In exchange for his cooperation, Hogan gave Kase the exclusive rights to the inside story when the arrests were made in mid-January 1951. Kase wrote in the Journal-American that "a first blush of sympathy for the corrupted weaklings has given way to a cold rage because of their lack of loyalty to their school and a calloused greed for their Judas pieces of silver." After Kase's expose, the point shaving scandal spread as players at Long Island University, the University of Kentucky and Bradley University were also implicated. It was ultimately shown that five players on Kentucky's 1949 NCAA championship team were involved or implicated in point shaving. Two of the players were suspended for life by the NBA, and Kentucky did not play the 1952–1953 season because of the scandal. The college basketball point shaving scandals uncovered by Kase were considered the most serious in American sports since the 1919 Black Sox Scandal.

In 1952, Kase was presented with a Pulitzer Special Citation for his work on the story. The full citation provided by the Pulitzer Prizes today is: "For his exclusive exposures of bribery and other forms of corruption in the popular American sport of basketball, which exposures tended to restore confidence in the game's integrity." In May, a testimonial dinner was held at Toots Shor's Restaurant in Manhattan, attended by 200 of the leading figures in the sports world, including baseball commissioner Ford Frick, journalist Grantland Rice, and Bugs Baer. District Attorney Frank Hogan paid tribute to Kase at the dinner: "I humbly and contritely express my appreciation for what Max Kase did ... This was the act of a person conscious of the welfare of the community."

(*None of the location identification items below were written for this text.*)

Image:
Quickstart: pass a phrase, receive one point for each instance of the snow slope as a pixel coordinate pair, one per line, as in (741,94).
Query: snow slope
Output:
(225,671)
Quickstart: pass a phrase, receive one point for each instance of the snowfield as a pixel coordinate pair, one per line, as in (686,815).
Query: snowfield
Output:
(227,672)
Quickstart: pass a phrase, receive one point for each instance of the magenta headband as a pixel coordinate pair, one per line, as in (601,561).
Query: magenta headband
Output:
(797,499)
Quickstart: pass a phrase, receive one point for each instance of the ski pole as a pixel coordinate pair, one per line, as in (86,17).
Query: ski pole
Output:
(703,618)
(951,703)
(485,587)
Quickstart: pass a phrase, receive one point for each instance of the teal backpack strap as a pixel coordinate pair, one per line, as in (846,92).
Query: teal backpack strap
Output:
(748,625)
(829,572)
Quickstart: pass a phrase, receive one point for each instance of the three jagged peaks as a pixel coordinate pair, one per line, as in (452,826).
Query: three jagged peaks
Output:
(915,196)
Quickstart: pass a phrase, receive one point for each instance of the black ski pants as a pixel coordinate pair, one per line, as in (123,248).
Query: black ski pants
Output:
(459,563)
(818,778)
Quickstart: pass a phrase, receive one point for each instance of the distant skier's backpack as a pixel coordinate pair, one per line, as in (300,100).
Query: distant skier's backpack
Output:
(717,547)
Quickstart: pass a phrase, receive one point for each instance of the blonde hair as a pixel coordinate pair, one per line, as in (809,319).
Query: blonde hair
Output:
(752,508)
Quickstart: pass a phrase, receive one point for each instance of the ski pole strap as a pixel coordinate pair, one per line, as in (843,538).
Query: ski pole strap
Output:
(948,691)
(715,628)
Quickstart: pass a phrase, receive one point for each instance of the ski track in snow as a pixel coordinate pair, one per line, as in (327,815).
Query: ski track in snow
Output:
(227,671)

===Other accomplishments===
Kase had many other successes during his tenure as sports editor of the Journal-American. In 1941, Kase founded the Hearst sandlot baseball program. In 1947, he organized an annual all-star game featuring the best players selected from local all-star games in cities with Hearst newspapers. The national all-star game was played at the Polo Grounds in New York and was called the Hearst Sandlot Classic. Kase solicited Babe Ruth to serve as chairman of the event. The Hearst sandlot program ultimately produced 50 Major League Baseball players, including all-stars Whitey Ford, Al Kaline, Joe Torre, Tony Kubek, Bill Freehan, Mike Marshall, and Bill Skowron.

In 1950, Kase founded the B'nai B'rith New York Sports Lodge as part of the Anti-Defamation League's campaign to promote religious tolerance and fight anti-Semitism. Kase twice served terms as president of the lodge, which was renamed the Max Kase Sports Lodge in 1975.

In 1956, Israel's national basketball team was unable to compete in the 1956 Summer Olympics as a result of the hostilities associated with the Suez Crisis. Accordingly, Kase, with sponsorship from the New York Journal-American, organized a United States February 1957 tour by the Israeli basketball team with games played in Boston, Baltimore, Pittsburgh, Detroit, Los Angeles, and San Francisco.

In October 1964, the New York Rangers banned the Journal-Americans hockey reporter, Stan Fischler, from the dressing room and press room after taking issue with one of Fischler's stories. Kase called the Rangers and informed them that "the Journal-American would not carry a single line of Rangers' news until the ban was lifted." The Rangers promptly lifted the ban. Fischler later recalled, "Unfortunately, there aren't many editors like Max Kase around."

In 1966, the New York Journal-American went out of business. Kase retired upon the publication of the paper's final edition on April 24, 1966.

==Later years and family==
After retiring from the New York Journal-American, Kase continued to write a column which was published in The Taxi News. In 1969, Kase opened a pub called the "Briefkase" in Manhattan's Port Authority Bus Terminal. He later opened a second "Briefkase" pub near Madison Square Garden.

Kase was a bachelor for much of his life. In June 1945, he married Kay Gallagher. Kase died in March 1974 at Yonkers General Hospital after suffering a heart attack at his home. He was 76 years old at the time of his death.